There's also the question of Palantir's ability to scale its business. Is it a platform or software? Companies like Microsoft (MSFT +0.93%) have grown efficiently by developing platforms that enable customers to quickly and easily deploy their products. Meanwhile, Palantir is growing by sending dedicated engineers to develop highly individualized solutions, which may make scaling the business more difficult.
Palantir investors are also beginning to do some longer-range forecasting, which may explain why Palantir shares in April 2026 slid 35% from their previous high. If the company reduces its P/E ratio to a more reasonable 30 or 40, it will need to double earnings in 2026 and 2027, and almost double them again in 2028. In other words, investors who buy the stock in early 2026 will be making an advance payment on three years of growth.

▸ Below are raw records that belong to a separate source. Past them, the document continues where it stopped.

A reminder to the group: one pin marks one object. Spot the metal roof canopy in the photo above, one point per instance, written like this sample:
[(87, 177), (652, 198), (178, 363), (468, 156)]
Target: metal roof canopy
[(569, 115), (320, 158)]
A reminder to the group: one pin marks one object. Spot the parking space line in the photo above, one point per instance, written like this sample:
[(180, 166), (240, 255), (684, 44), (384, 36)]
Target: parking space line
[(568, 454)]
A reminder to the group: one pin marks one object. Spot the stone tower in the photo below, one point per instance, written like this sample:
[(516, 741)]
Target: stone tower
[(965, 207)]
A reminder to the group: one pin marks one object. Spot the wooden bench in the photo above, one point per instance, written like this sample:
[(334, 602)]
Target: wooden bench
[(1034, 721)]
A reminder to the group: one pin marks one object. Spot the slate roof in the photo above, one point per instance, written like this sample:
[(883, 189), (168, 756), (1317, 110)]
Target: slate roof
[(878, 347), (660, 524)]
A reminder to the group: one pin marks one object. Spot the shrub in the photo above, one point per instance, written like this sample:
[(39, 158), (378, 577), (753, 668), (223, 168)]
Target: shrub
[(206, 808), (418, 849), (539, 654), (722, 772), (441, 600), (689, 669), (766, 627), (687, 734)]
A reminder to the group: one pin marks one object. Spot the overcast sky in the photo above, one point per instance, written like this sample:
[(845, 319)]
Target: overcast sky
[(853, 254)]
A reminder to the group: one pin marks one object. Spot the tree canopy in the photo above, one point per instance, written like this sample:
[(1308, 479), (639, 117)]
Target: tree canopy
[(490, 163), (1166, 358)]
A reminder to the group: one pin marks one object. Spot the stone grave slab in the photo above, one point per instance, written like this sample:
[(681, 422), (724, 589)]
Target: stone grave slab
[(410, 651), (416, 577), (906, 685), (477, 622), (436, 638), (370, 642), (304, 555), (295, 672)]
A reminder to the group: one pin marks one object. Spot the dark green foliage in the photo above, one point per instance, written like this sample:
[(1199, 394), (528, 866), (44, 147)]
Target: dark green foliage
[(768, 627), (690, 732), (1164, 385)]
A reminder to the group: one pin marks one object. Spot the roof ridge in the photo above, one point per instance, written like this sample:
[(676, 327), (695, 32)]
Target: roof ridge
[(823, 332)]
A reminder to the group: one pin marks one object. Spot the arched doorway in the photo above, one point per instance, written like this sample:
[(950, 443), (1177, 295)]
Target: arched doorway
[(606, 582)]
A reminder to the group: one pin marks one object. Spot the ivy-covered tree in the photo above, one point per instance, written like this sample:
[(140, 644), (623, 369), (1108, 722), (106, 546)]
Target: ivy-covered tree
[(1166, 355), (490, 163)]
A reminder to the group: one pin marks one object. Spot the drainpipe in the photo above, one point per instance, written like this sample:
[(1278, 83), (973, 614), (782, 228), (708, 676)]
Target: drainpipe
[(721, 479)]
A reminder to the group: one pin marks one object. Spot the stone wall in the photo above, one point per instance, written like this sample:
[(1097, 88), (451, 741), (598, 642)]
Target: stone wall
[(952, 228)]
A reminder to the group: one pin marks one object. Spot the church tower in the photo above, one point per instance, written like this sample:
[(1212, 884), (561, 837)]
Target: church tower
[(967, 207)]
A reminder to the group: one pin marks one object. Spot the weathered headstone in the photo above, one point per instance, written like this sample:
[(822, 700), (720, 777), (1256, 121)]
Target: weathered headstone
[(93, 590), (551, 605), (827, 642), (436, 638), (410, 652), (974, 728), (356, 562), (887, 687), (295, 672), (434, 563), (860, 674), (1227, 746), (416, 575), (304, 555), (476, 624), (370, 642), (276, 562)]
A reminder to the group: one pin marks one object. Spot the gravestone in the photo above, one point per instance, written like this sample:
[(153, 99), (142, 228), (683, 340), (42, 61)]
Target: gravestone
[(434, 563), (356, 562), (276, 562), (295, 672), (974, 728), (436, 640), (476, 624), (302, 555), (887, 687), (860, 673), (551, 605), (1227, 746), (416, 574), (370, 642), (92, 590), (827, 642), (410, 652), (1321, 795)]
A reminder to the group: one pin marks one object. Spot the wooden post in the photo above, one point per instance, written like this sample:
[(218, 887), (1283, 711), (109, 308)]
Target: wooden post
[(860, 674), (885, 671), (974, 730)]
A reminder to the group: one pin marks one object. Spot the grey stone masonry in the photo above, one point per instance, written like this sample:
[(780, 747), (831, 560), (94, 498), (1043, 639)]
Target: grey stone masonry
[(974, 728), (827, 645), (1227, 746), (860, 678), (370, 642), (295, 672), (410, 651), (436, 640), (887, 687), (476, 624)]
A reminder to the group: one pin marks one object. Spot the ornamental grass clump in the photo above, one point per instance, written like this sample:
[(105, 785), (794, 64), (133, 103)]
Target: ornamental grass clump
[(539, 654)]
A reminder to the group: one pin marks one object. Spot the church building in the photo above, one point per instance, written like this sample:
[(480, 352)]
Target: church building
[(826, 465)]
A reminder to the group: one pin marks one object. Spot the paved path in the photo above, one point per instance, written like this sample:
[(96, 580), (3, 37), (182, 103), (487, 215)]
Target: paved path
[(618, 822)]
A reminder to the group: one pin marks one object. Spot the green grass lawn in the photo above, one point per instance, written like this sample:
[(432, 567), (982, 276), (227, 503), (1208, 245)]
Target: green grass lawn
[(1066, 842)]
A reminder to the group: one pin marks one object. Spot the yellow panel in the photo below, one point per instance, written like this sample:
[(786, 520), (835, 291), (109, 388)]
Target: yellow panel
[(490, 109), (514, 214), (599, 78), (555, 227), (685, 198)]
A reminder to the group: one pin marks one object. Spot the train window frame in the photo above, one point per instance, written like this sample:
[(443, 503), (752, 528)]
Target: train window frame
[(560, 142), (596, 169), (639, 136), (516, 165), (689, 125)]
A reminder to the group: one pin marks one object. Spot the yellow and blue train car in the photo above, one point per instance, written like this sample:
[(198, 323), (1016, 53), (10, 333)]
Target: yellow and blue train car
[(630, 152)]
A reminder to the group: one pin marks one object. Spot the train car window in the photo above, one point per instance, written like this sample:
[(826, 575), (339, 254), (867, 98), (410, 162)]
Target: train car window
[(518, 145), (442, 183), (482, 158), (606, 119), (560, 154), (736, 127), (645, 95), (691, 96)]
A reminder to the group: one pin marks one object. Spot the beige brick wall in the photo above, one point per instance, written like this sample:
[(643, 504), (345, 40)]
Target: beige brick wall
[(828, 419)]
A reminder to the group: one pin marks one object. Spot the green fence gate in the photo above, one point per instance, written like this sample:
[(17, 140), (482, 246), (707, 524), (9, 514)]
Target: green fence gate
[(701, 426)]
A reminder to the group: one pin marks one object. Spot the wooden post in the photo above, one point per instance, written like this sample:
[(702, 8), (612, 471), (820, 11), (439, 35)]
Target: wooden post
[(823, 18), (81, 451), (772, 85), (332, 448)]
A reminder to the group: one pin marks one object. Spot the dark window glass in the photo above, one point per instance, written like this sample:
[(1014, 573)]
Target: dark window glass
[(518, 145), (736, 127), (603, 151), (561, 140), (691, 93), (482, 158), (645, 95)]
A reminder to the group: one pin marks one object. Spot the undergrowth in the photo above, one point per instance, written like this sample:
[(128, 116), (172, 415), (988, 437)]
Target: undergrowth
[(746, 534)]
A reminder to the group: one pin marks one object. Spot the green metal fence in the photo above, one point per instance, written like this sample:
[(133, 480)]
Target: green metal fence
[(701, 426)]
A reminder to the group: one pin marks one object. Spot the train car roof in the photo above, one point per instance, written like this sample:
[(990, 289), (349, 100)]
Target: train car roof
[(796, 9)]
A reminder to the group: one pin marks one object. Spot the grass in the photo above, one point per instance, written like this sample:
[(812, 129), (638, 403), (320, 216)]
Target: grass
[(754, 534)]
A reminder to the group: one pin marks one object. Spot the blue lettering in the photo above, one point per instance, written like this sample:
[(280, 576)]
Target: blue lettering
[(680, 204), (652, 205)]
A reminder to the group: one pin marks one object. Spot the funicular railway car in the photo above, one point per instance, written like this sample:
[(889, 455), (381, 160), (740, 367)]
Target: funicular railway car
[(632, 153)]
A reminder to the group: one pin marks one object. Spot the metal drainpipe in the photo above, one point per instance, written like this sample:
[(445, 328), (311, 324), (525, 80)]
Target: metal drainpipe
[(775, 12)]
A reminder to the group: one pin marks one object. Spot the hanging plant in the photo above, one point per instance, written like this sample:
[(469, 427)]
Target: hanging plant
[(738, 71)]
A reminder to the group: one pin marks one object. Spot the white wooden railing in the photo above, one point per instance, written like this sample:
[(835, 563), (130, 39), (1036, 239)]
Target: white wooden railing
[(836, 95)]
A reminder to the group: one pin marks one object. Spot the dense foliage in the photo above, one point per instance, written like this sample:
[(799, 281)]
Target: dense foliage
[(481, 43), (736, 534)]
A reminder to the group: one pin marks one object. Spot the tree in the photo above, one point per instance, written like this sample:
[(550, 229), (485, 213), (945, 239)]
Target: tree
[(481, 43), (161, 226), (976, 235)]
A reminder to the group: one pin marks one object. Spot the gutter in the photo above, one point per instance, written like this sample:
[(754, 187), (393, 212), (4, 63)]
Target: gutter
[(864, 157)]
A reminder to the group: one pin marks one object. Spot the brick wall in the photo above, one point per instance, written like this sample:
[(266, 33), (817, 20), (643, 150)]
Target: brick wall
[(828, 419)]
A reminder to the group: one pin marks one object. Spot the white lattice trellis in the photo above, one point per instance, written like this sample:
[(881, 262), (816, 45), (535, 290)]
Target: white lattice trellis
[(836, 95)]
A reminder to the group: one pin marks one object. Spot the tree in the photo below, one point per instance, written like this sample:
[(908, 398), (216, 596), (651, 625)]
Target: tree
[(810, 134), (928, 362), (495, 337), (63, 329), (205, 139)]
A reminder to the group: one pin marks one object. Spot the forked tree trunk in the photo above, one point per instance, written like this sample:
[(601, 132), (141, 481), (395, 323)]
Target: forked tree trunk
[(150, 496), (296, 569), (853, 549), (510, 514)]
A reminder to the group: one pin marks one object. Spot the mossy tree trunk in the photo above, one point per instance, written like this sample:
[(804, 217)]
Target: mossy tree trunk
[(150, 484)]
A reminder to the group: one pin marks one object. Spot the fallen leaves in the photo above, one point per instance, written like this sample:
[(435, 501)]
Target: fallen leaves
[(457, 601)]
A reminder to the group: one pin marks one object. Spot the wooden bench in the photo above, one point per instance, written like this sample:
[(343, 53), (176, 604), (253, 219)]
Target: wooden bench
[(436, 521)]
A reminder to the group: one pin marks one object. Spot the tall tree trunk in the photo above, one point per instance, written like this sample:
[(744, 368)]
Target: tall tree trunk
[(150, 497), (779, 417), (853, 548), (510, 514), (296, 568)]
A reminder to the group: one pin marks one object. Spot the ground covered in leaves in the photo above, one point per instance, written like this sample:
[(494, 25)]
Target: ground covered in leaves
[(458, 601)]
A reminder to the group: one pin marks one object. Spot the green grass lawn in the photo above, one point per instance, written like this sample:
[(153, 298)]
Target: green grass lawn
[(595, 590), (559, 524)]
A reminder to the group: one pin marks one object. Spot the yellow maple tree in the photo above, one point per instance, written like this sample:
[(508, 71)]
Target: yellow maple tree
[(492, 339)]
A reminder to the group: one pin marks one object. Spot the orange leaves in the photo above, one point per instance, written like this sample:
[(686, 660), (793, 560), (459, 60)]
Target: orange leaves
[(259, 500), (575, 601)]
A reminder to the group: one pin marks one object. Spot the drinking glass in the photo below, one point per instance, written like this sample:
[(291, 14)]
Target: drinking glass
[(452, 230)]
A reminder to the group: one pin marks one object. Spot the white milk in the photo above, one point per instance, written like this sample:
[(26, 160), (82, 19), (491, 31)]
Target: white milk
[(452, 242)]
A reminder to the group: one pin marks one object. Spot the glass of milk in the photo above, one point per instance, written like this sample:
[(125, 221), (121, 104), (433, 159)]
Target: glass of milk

That's the bad news for the company. The good news is that AI continues to drive much of the economy. During the first nine months of 2025, AI and related investments accounted for 37% of real U.S. GDP growth. Real GDP for the period was measured at 2.1%, but would have been only 1.5% without accounting for AI developments -- not a small number in a $32 trillion U.S. economy.
The company is also likely to continue benefiting from its political connections with the Trump administration. Thiel and Karp, two of the more prominent co-founders of Palantir, emerged as early supporters of President Trump, who, in turn, has praised the company on his social media platform. Palantir's work has won special kudos from the administration for developing technology used in an immigration crackdown.
Finally, even if an AI bubble rapidly deflates, the company's expertise and origins in data analytics suggest that Palantir will remain a major contractor for the U.S. government. Contracts with the federal government account for more than half of the company's revenue; Palantir reported fourth quarter 2025 revenue from contracts jumped 66% from the previous fourth quarter.